Ricorreva mercoledì la Giornata internazionale dedicata alle vittime delle torture. Una pratica che, secondo il Rapporto 2012 di Amnesty International, si svolge ancora in 101 Paesi e soprattutto in casi di persone che hanno preso parte a manifestazioni o proteste contro i governi o i poteri.
La pratica è assai diffusa e testimoniata nel Medio Oriente, in Asia e nell’Africa Sub-Sahariana.
In Egitto, in Libia e in Tunisia la tortura è ancora presente nonostante i cambiamenti dovuti alle rivoluzioni della cosiddetta Primavera Araba.
Per quanto riguarda i rifugiati che arrivano in Italia, riporta ancora il rapporto, risulta che almeno uno su quattro ha subito torture.
Dai numeri risulta inoltre che il Consiglio italiano per i rifugiati, nel corso del 2011, ha assistito oltre tremila persone scampate alle torture e tutt’ora ha in affidamento almeno seicento famiglie sopravvissutre a tale pratica.
Ciò nonostante l’Italia è rimasta una dei pochi paesi europei che non ha ancora introdotto il reato di tortura e proprio per questo Amnesty International si è mobilitata insieme ad altre associazioni, come Antigone, per far sì che questo reato venga inserito nel codice penale italiano.
Secondo l’organizzazione che si batte per i diritti umani, la lacuna della giustizia italiana è “grave, incomprensibile e dolorosa” e deve essere colmata obbligatoriamente a seguito della ratifica del gennaio 1989 della Convenzione contro la tortura delle Nazioni Unite.

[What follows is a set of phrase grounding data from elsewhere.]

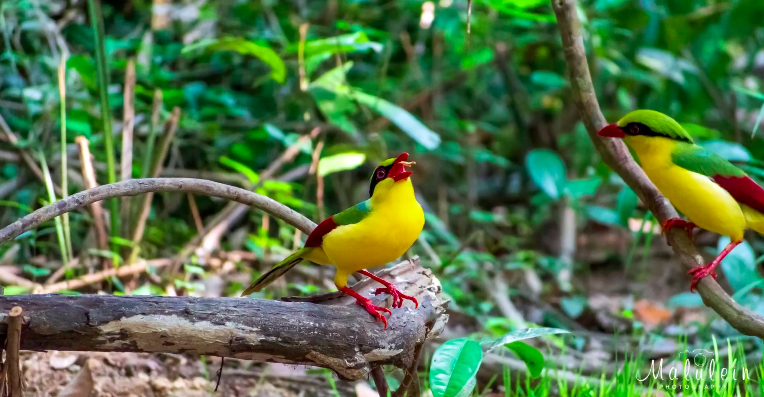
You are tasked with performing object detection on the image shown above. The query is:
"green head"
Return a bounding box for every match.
[368,152,415,197]
[597,109,693,144]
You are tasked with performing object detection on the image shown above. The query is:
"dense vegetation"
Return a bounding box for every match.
[2,0,764,395]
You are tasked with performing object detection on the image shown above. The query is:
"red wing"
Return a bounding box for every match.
[713,175,764,215]
[305,216,338,247]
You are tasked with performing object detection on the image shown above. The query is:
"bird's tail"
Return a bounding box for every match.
[241,248,308,296]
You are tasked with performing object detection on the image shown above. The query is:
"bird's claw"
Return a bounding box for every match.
[373,286,419,309]
[688,265,718,293]
[356,297,392,329]
[661,218,697,245]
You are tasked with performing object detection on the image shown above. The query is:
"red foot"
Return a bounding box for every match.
[359,270,419,309]
[339,286,392,329]
[661,218,697,244]
[688,239,742,293]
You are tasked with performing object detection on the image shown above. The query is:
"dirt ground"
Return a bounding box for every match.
[20,351,364,397]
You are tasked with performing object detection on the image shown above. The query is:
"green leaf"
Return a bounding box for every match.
[525,149,566,199]
[616,186,639,226]
[483,327,570,353]
[310,63,358,135]
[318,152,366,177]
[352,91,441,150]
[461,48,494,70]
[2,286,32,295]
[505,341,545,378]
[220,156,259,184]
[530,71,569,89]
[67,55,96,89]
[66,109,92,138]
[560,296,587,318]
[752,103,764,139]
[585,205,620,225]
[667,292,705,308]
[22,264,51,278]
[565,178,600,200]
[636,47,697,85]
[699,140,751,162]
[430,339,483,397]
[718,236,760,293]
[185,37,286,83]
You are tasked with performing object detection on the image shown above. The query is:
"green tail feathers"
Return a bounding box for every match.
[241,248,308,296]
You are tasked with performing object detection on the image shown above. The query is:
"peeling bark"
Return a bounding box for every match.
[0,259,447,380]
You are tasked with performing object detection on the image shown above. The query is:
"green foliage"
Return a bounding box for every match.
[429,338,483,397]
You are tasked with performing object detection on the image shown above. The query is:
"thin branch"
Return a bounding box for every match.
[5,306,22,397]
[76,137,110,269]
[120,59,136,238]
[38,258,171,294]
[551,0,764,338]
[0,178,316,245]
[370,367,389,397]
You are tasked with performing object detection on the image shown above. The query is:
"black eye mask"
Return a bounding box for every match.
[369,164,394,197]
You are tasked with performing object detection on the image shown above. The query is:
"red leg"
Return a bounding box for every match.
[358,270,419,309]
[661,218,697,243]
[339,286,392,329]
[688,239,742,293]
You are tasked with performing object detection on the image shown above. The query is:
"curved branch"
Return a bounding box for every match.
[0,178,317,245]
[551,0,764,337]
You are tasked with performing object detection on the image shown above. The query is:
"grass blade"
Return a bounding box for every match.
[39,152,70,266]
[57,52,73,264]
[87,0,119,243]
[120,59,136,239]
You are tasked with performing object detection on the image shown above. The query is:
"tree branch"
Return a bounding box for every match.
[551,0,764,337]
[0,259,446,381]
[0,178,317,245]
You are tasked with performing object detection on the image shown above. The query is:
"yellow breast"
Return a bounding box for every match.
[625,136,745,240]
[321,179,424,283]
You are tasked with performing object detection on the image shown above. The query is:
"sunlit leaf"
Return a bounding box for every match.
[184,37,286,83]
[310,63,359,135]
[430,339,483,397]
[530,71,569,89]
[483,327,570,353]
[298,31,383,56]
[352,91,441,150]
[318,152,366,177]
[220,156,259,184]
[636,48,697,85]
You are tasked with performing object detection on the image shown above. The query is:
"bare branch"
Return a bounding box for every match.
[551,0,764,337]
[0,178,316,245]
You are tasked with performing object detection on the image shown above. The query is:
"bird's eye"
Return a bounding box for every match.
[376,168,386,179]
[629,124,640,134]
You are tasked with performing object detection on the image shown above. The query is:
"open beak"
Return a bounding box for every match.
[597,123,626,138]
[390,152,414,182]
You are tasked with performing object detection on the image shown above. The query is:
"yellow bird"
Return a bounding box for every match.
[242,152,425,328]
[598,110,764,291]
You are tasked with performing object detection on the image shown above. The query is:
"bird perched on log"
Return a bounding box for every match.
[598,109,764,292]
[242,152,424,328]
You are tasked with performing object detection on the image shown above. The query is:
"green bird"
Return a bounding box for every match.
[598,110,764,291]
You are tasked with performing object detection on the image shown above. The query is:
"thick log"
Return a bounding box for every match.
[0,259,447,380]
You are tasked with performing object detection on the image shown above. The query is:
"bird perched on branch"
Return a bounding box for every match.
[598,109,764,292]
[242,152,424,328]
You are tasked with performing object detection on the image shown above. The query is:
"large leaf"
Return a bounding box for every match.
[718,236,760,293]
[318,152,366,177]
[699,140,752,162]
[352,91,441,150]
[483,327,570,353]
[184,37,286,83]
[429,339,483,397]
[636,47,697,85]
[565,177,601,200]
[525,149,566,199]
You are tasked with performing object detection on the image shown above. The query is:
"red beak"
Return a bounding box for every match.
[389,152,414,182]
[597,123,626,138]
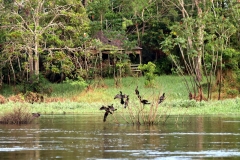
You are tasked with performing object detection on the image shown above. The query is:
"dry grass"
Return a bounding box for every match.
[0,94,7,104]
[0,105,36,125]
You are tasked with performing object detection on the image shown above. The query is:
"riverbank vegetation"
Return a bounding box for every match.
[0,1,240,124]
[0,76,239,119]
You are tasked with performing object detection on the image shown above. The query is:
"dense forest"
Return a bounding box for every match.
[0,0,240,100]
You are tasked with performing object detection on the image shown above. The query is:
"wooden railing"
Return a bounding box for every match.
[130,64,141,73]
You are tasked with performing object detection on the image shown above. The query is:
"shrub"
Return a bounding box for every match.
[227,89,239,98]
[0,106,35,125]
[138,62,156,87]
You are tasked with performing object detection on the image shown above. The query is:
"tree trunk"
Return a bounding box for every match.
[28,49,34,78]
[195,0,204,82]
[34,37,39,76]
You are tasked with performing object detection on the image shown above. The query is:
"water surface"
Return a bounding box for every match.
[0,115,240,159]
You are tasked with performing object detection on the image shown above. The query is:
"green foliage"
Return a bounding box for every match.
[87,0,110,21]
[44,51,75,76]
[138,62,156,87]
[22,74,50,94]
[63,76,88,88]
[168,100,201,108]
[122,17,133,30]
[154,56,173,75]
[227,89,239,98]
[0,76,239,116]
[222,48,240,71]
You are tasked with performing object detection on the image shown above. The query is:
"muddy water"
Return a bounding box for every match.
[0,115,240,159]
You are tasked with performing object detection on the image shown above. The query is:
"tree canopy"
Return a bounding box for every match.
[0,0,239,99]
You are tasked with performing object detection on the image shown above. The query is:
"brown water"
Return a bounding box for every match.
[0,115,240,160]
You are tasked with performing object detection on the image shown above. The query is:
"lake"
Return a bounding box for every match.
[0,114,240,159]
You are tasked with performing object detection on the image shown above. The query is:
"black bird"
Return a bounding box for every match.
[103,109,112,122]
[120,97,124,105]
[114,91,126,99]
[100,105,108,110]
[108,104,117,112]
[100,105,116,122]
[158,93,165,104]
[32,113,40,118]
[114,91,126,105]
[114,93,121,99]
[139,96,150,105]
[124,95,129,108]
[135,86,139,95]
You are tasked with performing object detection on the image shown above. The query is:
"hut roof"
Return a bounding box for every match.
[93,31,142,54]
[94,31,123,48]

“Oltre alla mancanza di un nome appropriato di rilevanza penale per un comportamento così aberrante – si legge nell’appello -, l’assenza di un reato di tortura implica effetti giudiziari precisi come la comminazione di pene inadeguate e la conseguente prescrizione dei reati minori che vengono applicati in sua vece. Questa inadempienza è una delle principali cause della sostanziale impunità di cui hanno goduto i rei, e della giustizia negata per le centinaia di vittime delle violazioni dei diritti umani commesse dalle forze di polizia durante il G8 di Genova del 2001, in particolare all’interno del centro di detenzione di Bolzaneto. Molti casi, negli 11 anni trascorsi dai fatti di Genova, hanno continuato a chiamare in causa le responsabilità delle diverse forze di polizia per uso eccessivo della forza, inclusi i maltrattamenti in custodia, e per utilizzo improprio delle armi. Quest’anno, le sentenze della Corte di Cassazione hanno confermato la condanna per l’omicidio colposo di Federico Aldrovandi e quella per l’omicidio volontario di Gabriele Sandri, mentre sono in corso i procedimenti per la morte di Aldo Bianzino, Giuseppe Uva, Stefano Cucchi e Michele Ferrulli”.